Place the front panel and back panel on top of each other, right sides together, and clip together from each shoulder up to mark (b) and (c). When working with thick towels, sewing clips really are a big advantage compared to pins.
Sew the shoulder seam closed from one shoulder point to mark (b) and from the other shoulder to mark (c), right sides facing.
If you think the opening for the head might be too small, you can also sew a little more of the hood on the back panel. On the front panel the hood parts will not touch, which is totally ok. To accomplish this, stop sewing 1 inch away from the mark on each side. You’ll have a 2 inches of neckline at the front and a wider head opening.
6. Attach The Hood
- Match the center of the back panel with the sewn seam of the hood and pin or clip together, right sides facing.
- Pin the bottom seam of the hood to the neckline from that middle point on, also right sides facing. Sew together.
- Depending on how big you made your hood, you might need to cut a little slit in the front panel to make the opening for the head big enough. Know that if you do this, you will need to finish that edge.
7. Finish the Neckline
Depending on your towel’s edge, you will need to finish the edges of the front neckline with a double folded hem or some bias tape. You can also do this for the inside of the neckline that might be showing when you don’t wear the hood.

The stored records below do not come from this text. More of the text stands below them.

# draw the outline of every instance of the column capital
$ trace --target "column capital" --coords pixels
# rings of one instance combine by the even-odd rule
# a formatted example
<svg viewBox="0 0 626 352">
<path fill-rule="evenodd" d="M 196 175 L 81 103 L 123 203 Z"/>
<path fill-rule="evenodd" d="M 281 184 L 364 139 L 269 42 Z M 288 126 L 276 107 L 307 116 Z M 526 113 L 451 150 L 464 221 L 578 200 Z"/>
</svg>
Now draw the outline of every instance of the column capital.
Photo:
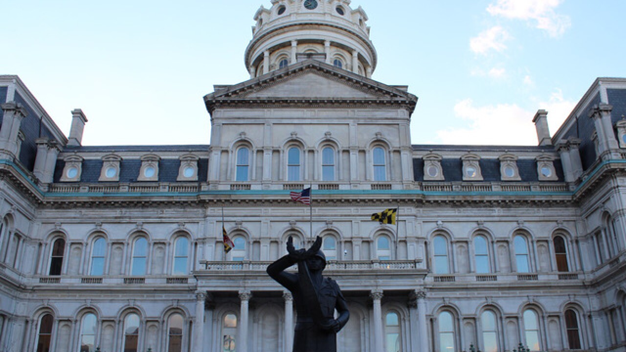
<svg viewBox="0 0 626 352">
<path fill-rule="evenodd" d="M 242 301 L 250 301 L 250 299 L 252 298 L 252 293 L 249 291 L 239 291 L 239 299 Z"/>
<path fill-rule="evenodd" d="M 382 299 L 382 290 L 379 289 L 372 289 L 369 292 L 369 296 L 374 301 L 380 301 Z"/>
</svg>

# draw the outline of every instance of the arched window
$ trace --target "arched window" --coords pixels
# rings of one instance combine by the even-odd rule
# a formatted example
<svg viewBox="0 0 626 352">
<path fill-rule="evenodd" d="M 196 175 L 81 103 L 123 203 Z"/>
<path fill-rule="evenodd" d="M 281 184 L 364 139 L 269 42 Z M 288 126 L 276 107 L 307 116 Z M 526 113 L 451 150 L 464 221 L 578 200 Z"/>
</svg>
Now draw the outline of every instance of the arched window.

If you follow this link, you learn how to attach bias tape to a project.
8. Close the Side Seams
You can close the side seams completely - except for the arm hole of course - or leave a slit at the bottom. This is up to you.
My armholes are 12 inches from top to bottom and I made the slit the same size, 12 inches from the bottom hem.
Measure and mark your armholes and slits and sew the remaining seams closed, right sides facing.
That’s it. This XL surf changing robe or hooded beach towel is ready. It is very cozy and warm on a windy day and truly practical to get changed under comfortably. I’m very happy with this beach robe and -of course- my daughter wants one too! I still have three old beach towels in my closet. I know what to do this weekend!